今日も複業メディア「ウィズパラ」で取り扱ったテーマ「案件の制作をすべてアウトソースでまわすのはアリかナシか」について話してきます。
(元記事:https://wizpara.com/2373/

最近、超少子高齢化をはじめ日本の行末は実に暗いという様々なデータをつきつけられ、暗い気持ちになってきている人が多いのではないでしょうか。

そこに来てコロナショック・・・3年経った今もぜんぜん収束とはいえない国内の状況に辟易している人も多いでしょう・・・しかも戦争って・・・。
まさに何が起こるかわからない時代・・・じぶんの身はじぶんで守るしかないと一念発起して独立しフリーランスになる人が増えているそうです。

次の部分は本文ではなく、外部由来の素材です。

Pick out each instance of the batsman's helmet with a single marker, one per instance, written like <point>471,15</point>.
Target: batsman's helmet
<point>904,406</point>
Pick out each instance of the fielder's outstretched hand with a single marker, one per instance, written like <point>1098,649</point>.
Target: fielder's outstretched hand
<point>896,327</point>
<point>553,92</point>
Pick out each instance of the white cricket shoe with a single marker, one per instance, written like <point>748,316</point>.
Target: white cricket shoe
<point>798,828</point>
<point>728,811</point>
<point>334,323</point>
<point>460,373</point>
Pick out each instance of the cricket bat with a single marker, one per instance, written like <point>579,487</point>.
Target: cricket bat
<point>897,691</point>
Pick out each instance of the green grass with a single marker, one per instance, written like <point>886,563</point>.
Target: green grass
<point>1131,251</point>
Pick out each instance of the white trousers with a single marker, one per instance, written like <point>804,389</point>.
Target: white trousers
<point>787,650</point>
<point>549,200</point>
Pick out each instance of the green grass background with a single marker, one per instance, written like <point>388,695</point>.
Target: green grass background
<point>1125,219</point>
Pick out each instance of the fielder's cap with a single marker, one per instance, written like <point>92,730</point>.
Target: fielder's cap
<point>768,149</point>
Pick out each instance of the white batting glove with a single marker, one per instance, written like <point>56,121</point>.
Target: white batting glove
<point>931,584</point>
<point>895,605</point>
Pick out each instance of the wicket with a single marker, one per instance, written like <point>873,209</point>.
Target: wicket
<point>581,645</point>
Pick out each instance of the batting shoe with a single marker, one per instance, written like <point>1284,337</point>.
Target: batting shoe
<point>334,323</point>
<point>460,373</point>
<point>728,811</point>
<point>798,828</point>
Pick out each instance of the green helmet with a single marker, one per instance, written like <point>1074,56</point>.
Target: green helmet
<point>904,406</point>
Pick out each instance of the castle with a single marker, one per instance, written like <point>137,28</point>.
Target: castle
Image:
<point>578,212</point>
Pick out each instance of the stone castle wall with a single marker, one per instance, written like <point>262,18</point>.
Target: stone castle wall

フリーランスと言っても、さまざまなビジネスモデルで収益を立てている人がいます。

自分は過去の記事でスキルはもちろん重要だが、稼ぐのに一番大事なのは「営業力」だと力説してきました。

過去の記事も参考にしてみてください。
「フリーランスは新規のクライアント獲得より既存のクライアントへの営業が大切な理由」
https://wizpara.com/2368/

営業力を存分に発揮し仕事さえ獲ってしまえば、自分自身で制作を行えなくても、外注・アウトソースで回せば良いからです。(なんなら営業代行など仕事の獲得事態アウトソースできてしまう時代です)

しかし、このアウトソース、安易に手を出すのは実はかなり危険・・落とし穴満載なんです。

賢くアウトソースを利用するには、そのための知識やスキル、才覚・適性が必要なんです。

じぶんもフリーランスとして独立した14年前、当時まだ珍しかったWeb系フリーランスを頼って、ありがたいことに多くの依頼が舞い込み、じぶんはいつしか断わるのはもったいないから、制作作業をすべてアウトソースで回せば、制作に労力をかけずお金を稼げるじゃんという方向にシフトした時期があります。

結果は・・・・・・みなさんの想像通り、無惨な結果に陥る結果となりました。

獲得した案件を安易にアウトソースで回し散々な結果に・・・


当時の自分は50万円で受注した案件を、25万円で発注できれば、何のリスクも労力もなく、25万円の利益が出ると単純に考えていました。

何のリスクも労力も無いのであれば、仕事は獲れば獲るだけ利益が青天井に上がる・・・そう考えていたわけです。

クライアントと外注の連絡を転送するだけ・・・悪魔の伝言ゲーム

元請けである自分は初回打ち合わせにて案件を獲得した後は、その後のクライアントからの指示・諸連絡を下請けの外注先に転送するだけ・・・

自分の業務はそれだけで済むと思っていたんです。

今思えば、何やってんだかという感じです。

クライアントから指示や諸連絡の内容をかみ砕いてチェック・整理し、おかしい内容があれば、外注先に回すことなく元請けである自分が対処すべきなのですが・・・。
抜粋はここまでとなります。